Research programme: Computer Structures and Systems

Training topic: Trustworthy Benchmarking and Explainable Evaluation of Large Language Models Across Tasks and Prompting Regimes

The programme “Trustworthy Benchmarking and Explainable Evaluation of Large Language Models Across Tasks and Prompting Regimes” addresses a central challenge in modern AI: how to evaluate large language models (LLMs) in a reliable, reproducible, and explainable manner across diverse application settings.

Although LLMs achieve impressive performance on many tasks, their outputs are highly sensitive to prompt formulation, task selection, domain characteristics, and evaluation metrics.
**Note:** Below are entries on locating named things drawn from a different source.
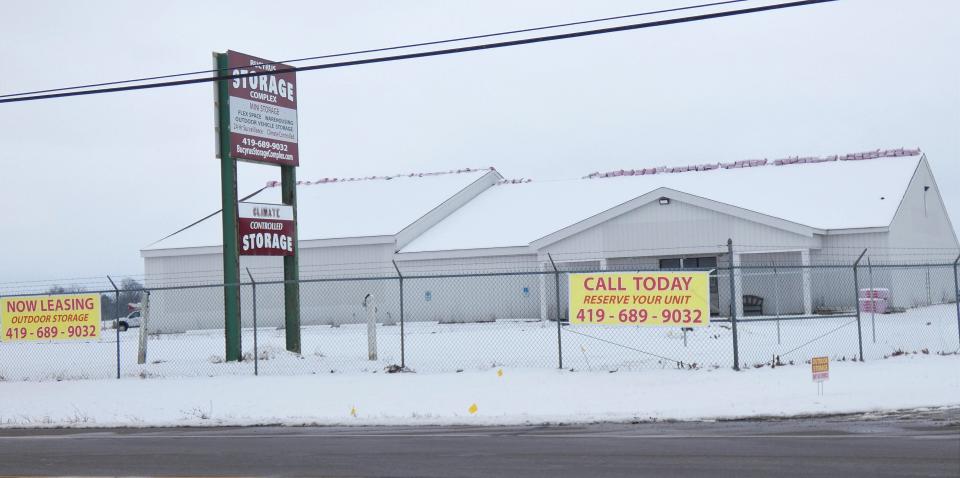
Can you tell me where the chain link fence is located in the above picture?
[0,262,960,380]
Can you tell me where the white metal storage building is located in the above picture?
[141,150,960,328]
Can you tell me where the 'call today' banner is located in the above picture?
[570,272,710,327]
[0,294,100,342]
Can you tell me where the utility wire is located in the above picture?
[0,0,751,98]
[0,0,837,103]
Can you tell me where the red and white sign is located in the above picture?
[237,202,295,256]
[227,51,300,166]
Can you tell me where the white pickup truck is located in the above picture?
[113,310,142,332]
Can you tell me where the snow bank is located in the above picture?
[0,354,960,427]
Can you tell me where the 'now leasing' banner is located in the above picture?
[570,272,710,327]
[0,294,100,342]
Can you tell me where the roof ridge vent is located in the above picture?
[266,166,497,188]
[582,148,922,179]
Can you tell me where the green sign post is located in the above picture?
[214,51,300,361]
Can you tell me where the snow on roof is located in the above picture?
[143,169,491,250]
[401,156,921,252]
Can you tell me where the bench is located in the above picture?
[743,295,763,316]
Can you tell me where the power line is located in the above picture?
[0,0,837,103]
[0,0,751,98]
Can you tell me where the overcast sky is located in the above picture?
[0,0,960,282]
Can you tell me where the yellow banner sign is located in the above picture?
[0,294,100,342]
[810,357,830,382]
[570,272,710,327]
Current benchmarking practices often rely on single aggregated scores or leaderboard rankings, which provide limited insight into when, why, and under which conditions a model performs well or fails.

This programme develops a methodological framework for trustworthy benchmarking that includes:

systematic analysis of prompting regimes (e.g., zero-shot, few-shot, chain-of-thought),
multi-task evaluation across classification, generation, and reasoning tasks,
statistically sound model comparisons,
assessment of robustness, stability, and generalization.

A core objective is to move beyond simple model ranking and toward structured performance mapping across tasks and prompting strategies. The programme focuses on identifying and quantifying the factors that drive performance differences, such as prompt length, instruction structure, domain shift, and task complexity.

By integrating statistical rigor with explainable AI techniques, the programme aims to strengthen transparency, reproducibility, and trust in LLM evaluation. The outcomes will support evidence-based model selection and responsible deployment of LLMs in research, industry, and public-sector applications.